A nice varied diet will help supply a the full spectrum of amino acids, and wheat germ oil will help with circulation, because of the vita E. The amino acids aid in production of protein and enable vitamins and minerals to do their job. If you get an avian multi-vitamin mineral, make sure it contains all the essential amino acids.


----------



## Pigeonpal2002 (Jul 27, 2002)

Hi Terri, 

As far as I know, this is not normal, I've never heard of read about this. Are you sure that the feather quills are causing a "tenting" effect in the skin on several feathers? The only thing I can think of is an ingrown feather follicle but this would make no sense here with numerous feathers affected 

Also, ingrown feather follicles wouldn't exibit this type of condition. Feather follicles are similar to hair follicles in that ingrown hairs are mostly caused by an obstruction on the dermous or something has caused the hair to grow in an un-natural direction back into the skin, very similar to feather growth or obstruction.

Can you take any pictures...this seems most unusual!


----------



## TerriB (Nov 16, 2003)

I have been adding extra safflower and hemp all during the molt and he is not currently on meds. Don't have access to a digital camera tonight; may be able to borrow one tomorrow.

The problem area is located several centimeters to the side of his vent, involving maybe six or seven follicles. It almost looks as if the follicle is swollen and restricting the emergence of the sheath. Either that or for some reason the sheath is dragging and can't slip smoothly through the follicle opening. Instead, it drags the inside walls of the follicle with it as it tries to emerge. It's DEFINITELY very painful for him. The only thing I can think of is to soak the area in a warm bath with Epsom salts. Is that likely to make it worse?


----------



## pigeonmama (Jan 9, 2005)

Terri BI would think the warm soaks would help and would also feel good.
Daryl


----------



## pdpbison (Mar 15, 2005)

Hi TerryB,


I see the occasional feather wishing to grow out but still trapped under their skin, like a little 'Tent Pole' indeed...

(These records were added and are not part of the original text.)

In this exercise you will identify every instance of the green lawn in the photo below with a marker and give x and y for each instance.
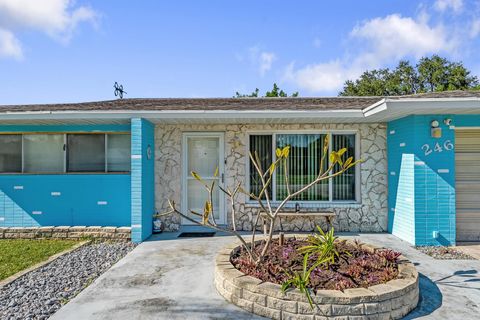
(19, 254)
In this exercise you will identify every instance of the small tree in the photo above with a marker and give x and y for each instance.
(337, 165)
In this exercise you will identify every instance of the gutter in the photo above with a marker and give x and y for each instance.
(182, 114)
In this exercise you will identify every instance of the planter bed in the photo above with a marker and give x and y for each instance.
(390, 300)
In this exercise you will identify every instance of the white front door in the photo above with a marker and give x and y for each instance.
(203, 154)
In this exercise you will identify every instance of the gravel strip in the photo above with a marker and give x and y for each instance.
(444, 253)
(40, 293)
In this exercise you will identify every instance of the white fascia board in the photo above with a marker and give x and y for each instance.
(408, 106)
(375, 108)
(182, 114)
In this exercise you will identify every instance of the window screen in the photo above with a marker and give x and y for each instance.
(118, 152)
(43, 152)
(86, 153)
(10, 153)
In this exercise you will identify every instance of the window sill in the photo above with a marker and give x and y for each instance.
(60, 173)
(309, 205)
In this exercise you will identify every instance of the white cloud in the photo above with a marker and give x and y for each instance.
(9, 45)
(475, 28)
(266, 60)
(325, 77)
(443, 5)
(317, 43)
(377, 42)
(56, 18)
(263, 60)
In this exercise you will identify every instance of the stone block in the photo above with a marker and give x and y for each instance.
(318, 309)
(384, 291)
(233, 289)
(242, 303)
(280, 304)
(270, 289)
(93, 229)
(59, 234)
(77, 229)
(254, 297)
(331, 296)
(399, 312)
(247, 282)
(294, 316)
(122, 236)
(109, 229)
(358, 295)
(123, 230)
(347, 309)
(222, 259)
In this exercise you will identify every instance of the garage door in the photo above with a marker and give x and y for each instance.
(467, 163)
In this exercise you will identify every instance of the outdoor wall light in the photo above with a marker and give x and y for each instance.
(435, 131)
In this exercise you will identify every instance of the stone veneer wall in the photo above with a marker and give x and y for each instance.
(392, 300)
(66, 232)
(368, 216)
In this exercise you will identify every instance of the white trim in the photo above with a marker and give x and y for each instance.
(221, 171)
(467, 128)
(374, 106)
(329, 133)
(106, 153)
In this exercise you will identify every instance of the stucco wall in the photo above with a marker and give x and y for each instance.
(369, 215)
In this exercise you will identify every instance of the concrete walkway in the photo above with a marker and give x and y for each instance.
(173, 279)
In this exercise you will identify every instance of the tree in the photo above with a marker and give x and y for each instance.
(430, 74)
(274, 93)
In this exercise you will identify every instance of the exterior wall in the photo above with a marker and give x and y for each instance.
(142, 188)
(370, 215)
(26, 200)
(432, 178)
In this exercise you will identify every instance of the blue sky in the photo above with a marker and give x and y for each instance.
(70, 51)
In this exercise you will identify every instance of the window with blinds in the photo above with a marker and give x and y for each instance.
(260, 145)
(306, 151)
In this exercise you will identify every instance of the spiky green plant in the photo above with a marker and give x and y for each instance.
(323, 245)
(300, 280)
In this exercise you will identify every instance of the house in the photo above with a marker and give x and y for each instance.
(114, 163)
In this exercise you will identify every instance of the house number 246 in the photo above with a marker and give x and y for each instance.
(447, 146)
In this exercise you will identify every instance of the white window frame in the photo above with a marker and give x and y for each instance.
(329, 133)
(22, 134)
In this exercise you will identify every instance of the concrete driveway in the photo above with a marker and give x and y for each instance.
(170, 278)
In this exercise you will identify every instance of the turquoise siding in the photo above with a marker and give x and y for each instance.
(28, 200)
(401, 187)
(143, 187)
(77, 200)
(66, 128)
(427, 174)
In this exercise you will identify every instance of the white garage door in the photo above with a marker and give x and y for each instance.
(467, 163)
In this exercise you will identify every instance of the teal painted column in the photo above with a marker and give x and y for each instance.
(142, 177)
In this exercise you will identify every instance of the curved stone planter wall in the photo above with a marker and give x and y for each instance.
(392, 300)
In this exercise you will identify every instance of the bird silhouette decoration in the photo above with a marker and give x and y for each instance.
(119, 90)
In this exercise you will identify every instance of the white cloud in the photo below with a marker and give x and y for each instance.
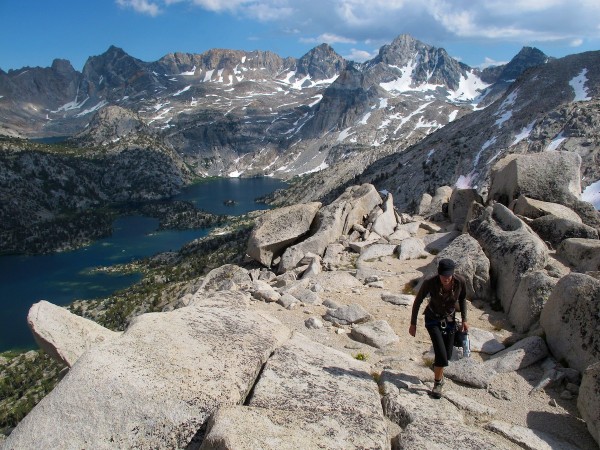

I just gently scratch the prominent end with my fingernail now and then till it breaks through then the Feather tends to be normal from then on. A tiny dab of some sopcal antiseptic could be used if one does this to aid them. 

It is just a closed over follicle...and can become quite an inclusion-spike if left un-aided in getting out.


Phil
Las Vegas


----------



## TerriB (Nov 16, 2003)

Walter was remarkably calm while I submerged his tail area in warm salt water for 15 minutes. Halfway through he started fussing. When I lifted him out onto a towel, he immediately pooped, then I returned him to the water. Finished with a clear water rinse & used the blow dryer to remove most of the dampness.

Prepped two cotton swabs with antibiotic ointment then wrapped his front half in a towel and got to work. The largest inflammed follicle was maybe 1/4" wide with a 3/8" cuff of skin sticking up. Using the swab, I gently tried to work the skin toward his body and release the feather shaft. Little by little, it worked! There were TWO shafts in the one follicle, neither connected to anything. The other follicles were not that bad and seem like they were working through on their own. Walter had been very cooperative during the entire ordeal, but I was wiped out. I packed that follicle with ointment and returned him to the coop.

The tissue under the skin of that enlarged follicle had the dark yellow color of dead canker cells. Don't remember the name of it, but there's a gland near the vent that is a common area for canker. I think Walter had some canker growth there that was killed by the RonSec in mid-September. Maybe that irritated the area or injured the follicle. I'll bring him in for a soak and ointment for a few days to make sure that area heals and no other follicles need help.

I think the ones by his ears are just closed over follicles - they don't seem irritated so I'll just work on them like Phil suggested. After spending 15 minutes with my face just inches from a pigeon's butt helping him get a feather out, I'm glad he manages most of the 10,000 feathers by himself!


----------



## Skyeking (Jan 17, 2003)

Hi TerriB,

I'm glad you did the treatment and sounds like everything with Walters' feather "issues" will be completely resolved. Sounds like you did a complete and thorough job and inspection of "the butt" area.

I don't like hanging around the dumping side too long, either, as usually they deposit a nice one on me! LOL Sometimes I will go to the store and notice I forgot to check and have some poo-doo from Skye on my shoulder, very little usually, but enough to embarrass me ..... especially when I'm in church.

After my "baby" days, and having burp ups on my shoulders, thought those days were over.... I never thought I'd be wearing pigeon doo-doo's!


----------



## Maggie-NC (Jun 22, 2005)

TerriB, this is great information to learn how you treated this problem. I'm adding this to my "notes". Almost every day my husband will tell me I have poop on the back of my shirt and I have to change clothes. Oh well, when they gotta go, they gotta go. maggie


----------



## feralpigeon (Feb 14, 2005)

Trees Gray said:


> I don't like hanging around the dumping side too long, either, as usually they deposit a nice one on me! LOL Sometimes I will go to the store and notice I forgot to check and have some poo-doo from Skye on my shoulder, very little usually, but enough to embarrass me ..... especially when I'm in church.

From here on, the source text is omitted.